Treasure Hunt

To the untrained eye, the vase didn’t look like much. Big and heavy, with some Asian decorations, for 36 years it served as a doorstop — with children sometimes playing ball games in its immediate vicinity — so its mint condition was quite surprising. The real shocker, though, came when its Birmingham, U.K., owners decided to contact Hanson’s Auctioneers for an appraisal instead of just including it in a car-boot sale (a kind of communal yard sale popular in the U.K. where people sell things out of car-trunks).

The auction house was amazed to discover that the vase was almost 300 years old and stamped with the imperial seal of Chinese Emperor Qianlong.

Initial valuation pegged the vase at tens of thousands of dollars, but the price swiftly climbed to hundreds of thousands. The vase sold on Friday, July 2, for $860,000! The unnamed Birmingham family had inherited the vase from their Great-Aunt Florence — herself an antiques dealer but assumed not to have known its true value — but never really thought much of it. It was a convenient, decorative way to hold open a door. Not much else.

The Huffington Post’s opening line to this item read: “If ever you needed motivation to sort through your old knickknacks, this is it.”

Charles Hanson — managing director of Hanson’s in Derbyshire — waxed enthusiastic upon this find, Hanson’s most valuable to date, and exclaimed, “Our country is awash with fascinating treasures languishing in homes, and sometimes such remarkable finds can be life-changing for a client.”

Commenting on this statement, Lisa Carley finished the article she wrote about the incident with the following advice: “So have fun going through your attic, basement, and closets to find that one item that is worth [too much to be] lost to the darkness of the house somewhere. You never know — the life-changing treasure might be sitting on the floor right in front of you, holding your door in place.”

Hansen and Carley would be amazed to discover that they delivered what very well could be the most inspiring statements of the year. Allow me to explain through a short description of someone that many readers will probably identify almost immediately:

Born into a simple family in 1883, she was unassuming and even somewhat withdrawn. She loved to learn, but economic realities forced her to take up the ubiquitous seamstress’s needle at the age of 13.

For 18 years she was as anonymous as an Eastern-European Jewish woman could be. Beyond bringing her their garments for alterations, there was not much for her customers to take note of about her. Sitting in her tiny seamstress’s room, unpretentious, deeply religious, she was hardly more noticeable to the townspeople than a heavy vase holding open a door.

That changed in 1914, when the outbreak of World War I drove her to Vienna. There, through the shiurim of Rabbi Dr. Moshe Flesch that she attended, she discovered the new (to her) world of Harav Shamshon Raphael Hirsch’s machshavah and was inspired to share her passion for Hashem and His Torah.

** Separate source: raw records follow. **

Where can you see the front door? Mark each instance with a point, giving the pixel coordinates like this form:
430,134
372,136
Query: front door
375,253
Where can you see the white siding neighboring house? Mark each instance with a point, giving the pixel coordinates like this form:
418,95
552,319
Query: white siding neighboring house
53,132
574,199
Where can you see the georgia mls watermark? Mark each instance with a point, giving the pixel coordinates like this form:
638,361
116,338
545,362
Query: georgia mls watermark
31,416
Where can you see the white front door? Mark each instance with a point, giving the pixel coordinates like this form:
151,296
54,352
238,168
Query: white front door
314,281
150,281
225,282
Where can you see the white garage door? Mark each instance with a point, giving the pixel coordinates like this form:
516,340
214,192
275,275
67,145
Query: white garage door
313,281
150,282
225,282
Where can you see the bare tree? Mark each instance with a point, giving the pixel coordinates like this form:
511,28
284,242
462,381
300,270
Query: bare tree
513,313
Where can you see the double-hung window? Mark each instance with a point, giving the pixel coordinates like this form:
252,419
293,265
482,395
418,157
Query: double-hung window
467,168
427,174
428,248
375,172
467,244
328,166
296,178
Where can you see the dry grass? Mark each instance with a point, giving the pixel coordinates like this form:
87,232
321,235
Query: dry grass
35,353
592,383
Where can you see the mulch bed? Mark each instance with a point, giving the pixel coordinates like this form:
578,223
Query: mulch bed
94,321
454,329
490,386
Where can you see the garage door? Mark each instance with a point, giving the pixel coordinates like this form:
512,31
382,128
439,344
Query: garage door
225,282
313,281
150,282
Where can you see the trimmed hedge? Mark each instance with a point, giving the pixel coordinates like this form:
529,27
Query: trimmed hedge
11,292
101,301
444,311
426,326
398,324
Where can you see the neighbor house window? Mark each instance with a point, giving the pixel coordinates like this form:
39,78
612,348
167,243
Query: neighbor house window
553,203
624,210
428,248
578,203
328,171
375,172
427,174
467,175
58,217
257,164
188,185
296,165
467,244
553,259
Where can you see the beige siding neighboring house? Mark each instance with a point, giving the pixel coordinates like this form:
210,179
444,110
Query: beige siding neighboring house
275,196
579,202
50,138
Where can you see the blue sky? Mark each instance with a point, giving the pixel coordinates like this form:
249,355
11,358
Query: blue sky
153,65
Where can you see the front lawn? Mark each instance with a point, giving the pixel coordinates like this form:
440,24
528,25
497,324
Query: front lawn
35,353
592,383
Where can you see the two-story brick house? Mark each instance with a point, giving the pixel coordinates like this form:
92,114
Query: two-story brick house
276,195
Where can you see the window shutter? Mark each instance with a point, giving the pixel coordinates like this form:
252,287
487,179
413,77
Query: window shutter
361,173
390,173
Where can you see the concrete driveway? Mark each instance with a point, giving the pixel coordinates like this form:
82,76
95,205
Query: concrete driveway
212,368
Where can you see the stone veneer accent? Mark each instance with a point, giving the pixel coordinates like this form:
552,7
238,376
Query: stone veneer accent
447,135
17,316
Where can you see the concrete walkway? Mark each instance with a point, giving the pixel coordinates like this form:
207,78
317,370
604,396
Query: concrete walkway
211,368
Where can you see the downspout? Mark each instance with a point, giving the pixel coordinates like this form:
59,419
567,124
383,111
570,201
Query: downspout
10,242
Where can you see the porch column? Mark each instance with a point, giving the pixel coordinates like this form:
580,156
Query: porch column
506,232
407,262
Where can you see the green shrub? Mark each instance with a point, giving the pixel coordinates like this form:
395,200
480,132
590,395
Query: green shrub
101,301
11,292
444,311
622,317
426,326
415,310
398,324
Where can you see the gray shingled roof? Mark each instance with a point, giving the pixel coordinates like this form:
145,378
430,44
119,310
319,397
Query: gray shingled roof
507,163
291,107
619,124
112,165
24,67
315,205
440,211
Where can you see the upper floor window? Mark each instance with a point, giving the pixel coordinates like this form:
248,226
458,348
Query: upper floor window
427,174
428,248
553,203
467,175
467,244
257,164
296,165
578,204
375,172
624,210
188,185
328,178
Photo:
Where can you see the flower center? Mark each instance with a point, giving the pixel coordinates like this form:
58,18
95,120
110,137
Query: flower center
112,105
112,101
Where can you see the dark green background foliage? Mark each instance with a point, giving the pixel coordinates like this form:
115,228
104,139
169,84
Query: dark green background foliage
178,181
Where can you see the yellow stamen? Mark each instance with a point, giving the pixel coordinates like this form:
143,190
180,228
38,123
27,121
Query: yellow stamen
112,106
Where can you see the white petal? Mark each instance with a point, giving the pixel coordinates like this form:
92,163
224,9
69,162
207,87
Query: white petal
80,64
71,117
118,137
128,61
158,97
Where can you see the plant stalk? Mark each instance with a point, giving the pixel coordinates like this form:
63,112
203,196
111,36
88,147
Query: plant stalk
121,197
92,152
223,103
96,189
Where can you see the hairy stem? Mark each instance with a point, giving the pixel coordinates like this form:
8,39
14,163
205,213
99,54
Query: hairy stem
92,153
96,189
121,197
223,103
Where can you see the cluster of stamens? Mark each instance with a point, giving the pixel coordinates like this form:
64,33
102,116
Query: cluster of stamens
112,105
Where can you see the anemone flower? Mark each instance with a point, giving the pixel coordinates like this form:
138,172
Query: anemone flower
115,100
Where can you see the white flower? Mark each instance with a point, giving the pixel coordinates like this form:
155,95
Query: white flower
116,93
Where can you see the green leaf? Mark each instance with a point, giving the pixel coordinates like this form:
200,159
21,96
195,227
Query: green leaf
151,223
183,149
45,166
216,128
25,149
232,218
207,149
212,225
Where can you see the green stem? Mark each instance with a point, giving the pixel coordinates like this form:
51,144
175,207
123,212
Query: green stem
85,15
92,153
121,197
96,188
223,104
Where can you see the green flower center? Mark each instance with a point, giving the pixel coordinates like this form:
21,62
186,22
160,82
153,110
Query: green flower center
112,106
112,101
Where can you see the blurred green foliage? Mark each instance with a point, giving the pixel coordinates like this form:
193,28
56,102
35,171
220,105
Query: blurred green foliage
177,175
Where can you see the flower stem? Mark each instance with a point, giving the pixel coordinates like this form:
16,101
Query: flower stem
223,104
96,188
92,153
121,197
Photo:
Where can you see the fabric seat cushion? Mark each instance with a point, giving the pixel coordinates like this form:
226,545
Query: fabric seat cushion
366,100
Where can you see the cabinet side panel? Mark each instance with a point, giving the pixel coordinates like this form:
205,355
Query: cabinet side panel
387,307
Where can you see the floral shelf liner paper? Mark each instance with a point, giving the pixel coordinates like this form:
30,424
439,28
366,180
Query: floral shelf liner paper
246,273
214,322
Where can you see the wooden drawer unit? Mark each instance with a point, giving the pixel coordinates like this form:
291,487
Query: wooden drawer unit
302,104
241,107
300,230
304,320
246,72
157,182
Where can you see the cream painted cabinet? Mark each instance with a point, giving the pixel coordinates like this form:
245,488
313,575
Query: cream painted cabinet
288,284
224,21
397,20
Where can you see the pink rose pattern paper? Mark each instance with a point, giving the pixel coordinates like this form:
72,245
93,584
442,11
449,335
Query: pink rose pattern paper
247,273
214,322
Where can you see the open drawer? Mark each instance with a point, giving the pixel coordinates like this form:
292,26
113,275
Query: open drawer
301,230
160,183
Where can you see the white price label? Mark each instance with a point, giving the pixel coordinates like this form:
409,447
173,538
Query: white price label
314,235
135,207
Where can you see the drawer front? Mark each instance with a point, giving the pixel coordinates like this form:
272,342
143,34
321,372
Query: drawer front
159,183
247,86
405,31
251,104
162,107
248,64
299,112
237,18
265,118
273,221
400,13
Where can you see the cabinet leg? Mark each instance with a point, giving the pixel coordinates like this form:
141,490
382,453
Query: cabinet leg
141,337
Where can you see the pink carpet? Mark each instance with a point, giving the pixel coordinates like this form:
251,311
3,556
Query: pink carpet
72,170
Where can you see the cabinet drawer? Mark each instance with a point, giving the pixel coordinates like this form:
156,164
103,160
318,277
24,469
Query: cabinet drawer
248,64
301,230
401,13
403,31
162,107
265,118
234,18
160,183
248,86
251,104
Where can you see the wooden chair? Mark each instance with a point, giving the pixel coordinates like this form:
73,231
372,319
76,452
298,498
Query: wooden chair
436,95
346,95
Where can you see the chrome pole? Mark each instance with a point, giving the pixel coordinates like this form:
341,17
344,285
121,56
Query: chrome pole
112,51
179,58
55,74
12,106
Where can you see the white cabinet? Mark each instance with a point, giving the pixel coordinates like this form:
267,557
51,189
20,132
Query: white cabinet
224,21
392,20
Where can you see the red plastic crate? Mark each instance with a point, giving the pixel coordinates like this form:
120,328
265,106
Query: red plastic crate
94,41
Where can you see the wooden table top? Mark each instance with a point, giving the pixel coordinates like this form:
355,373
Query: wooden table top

From an extremely modest beginning, conducting small learning groups in her tiny room, by the time Sarah Schenirer left this world in 1935, her initiative had grown into a movement that encompassed more than 200 schools and 35,000 talmidos!

Harav Yechezkel Sarna, zt”l, once exclaimed to a number of fellow Gedolei Torah representing a wide swath of Orthodox Jewry: “One individual in the previous generation had a greater impact on Klal Yisrael than any of our fathers or grandfathers, and this person did not even know how to read a blatt Gemara!” Responding to their incredulous looks, the Chevron Rosh Yeshivah continued, “And as soon as I say this person’s name, you will all agree with me immediately! Sarah Schenirer.”

“If there was any one force,” Harav Yaakov Weinberg once said, “that saved Torah Judaism more than any other, it is the Bais Yaakov movement.”

Sarah Schenirer was as unassuming as could be, modest, quiet, and not possessed of any particular ambition other than coming close to Hashem. Inside her, though, a power lay dormant. When she uncovered it, the cataclysmically life-changing effect involved all of Klal Yisrael.

We’re not all destined to generate such conspicuous impact on the klal, but one thing is for certain: Our People is “awash” with fascinating treasures languishing in homes and hearts, and such remarkable finds can be life-changing when discovered. So enjoy going through the attics, basements, and closets of your persona to find talents and capabilities that are too valuable to be lost in darkness. You never know; you may discover that your treasure was right in front of your eyes all along.